A Entrevista que "teria salvado" a vida de Chico Mendes
No dia 9 de dezembro, o presidente do Sindicato dos Trabalhadores Rurais de Xapuri (AC), Francisco Mendes Filho, o Chico Mendes, integrante do Conselho Nacional de Seringueiros e conhecido internacionalmente por sua luta ecológica, esteve no Rio para participar de uma mesa redonda intitulada Amazônia a Ferro e Fogo. Nessa ocasião ele concedeu uma entrevista ao JORNAL DO BRASIL, na qual prenunciava a emboscada que iria sofrer 13 dias depois, na sua fazenda em Xapuri, onde tombou alvejado por uma espingarda. Em seu depoimento, Chico Mendes denuncia que os irmãos Darly e Alvarinho Alves o ameaçaram de morte e mandaram assassinar mais de 30 trabalhadores rurais. Naquele mesmo dia, o deputado estadual João Carlos Batista, do Partido Socialista Brasileiro, declarou na tribuna da Assembléia Legislativa do Pará que estava sendo ameaçado de morte. Ele era advogado de posseiros e foi assassinado na noite do mesmo dia - era o sexto de uma lista de oito marcados para morrer. Seu depoimento póstumo saiu na edição do dia 18 do JORNAL DO BRASIL. As duas histórias guardam semelhanças brutais. Acompanhe a íntegra da entrevista de Chico Mendes.

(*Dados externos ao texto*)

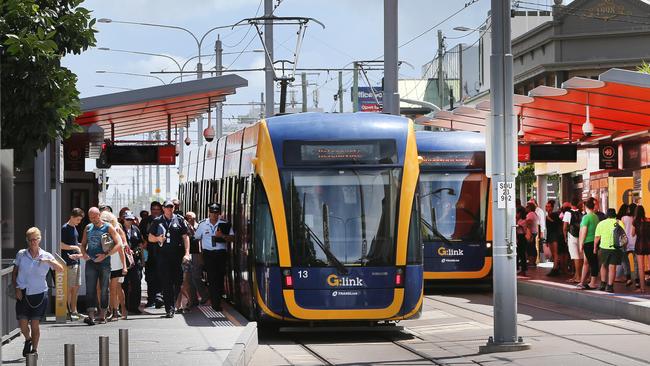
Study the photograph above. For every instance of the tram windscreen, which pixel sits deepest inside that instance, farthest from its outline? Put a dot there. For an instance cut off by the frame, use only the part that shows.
(341, 216)
(453, 206)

Edílson Martins e Chico Mendes durante a gravação de documentário na floresta de Xapurí. (AC) |
JORNAL DO BRASIL - O que é um empate?
CHICO MENDES - É uma forma de luta que nós encontramos para impedir o desmatamento. É
forma pacífica de resistência. No início, não soubemos agir. Começavam os
desmatamentos e nós, ingenuamente, íamos à Justiça, ao Instituto Brasileiro de
Desenvolvimento Florestal (IBDF), e aos jornais denunciar. Não adiantava nada.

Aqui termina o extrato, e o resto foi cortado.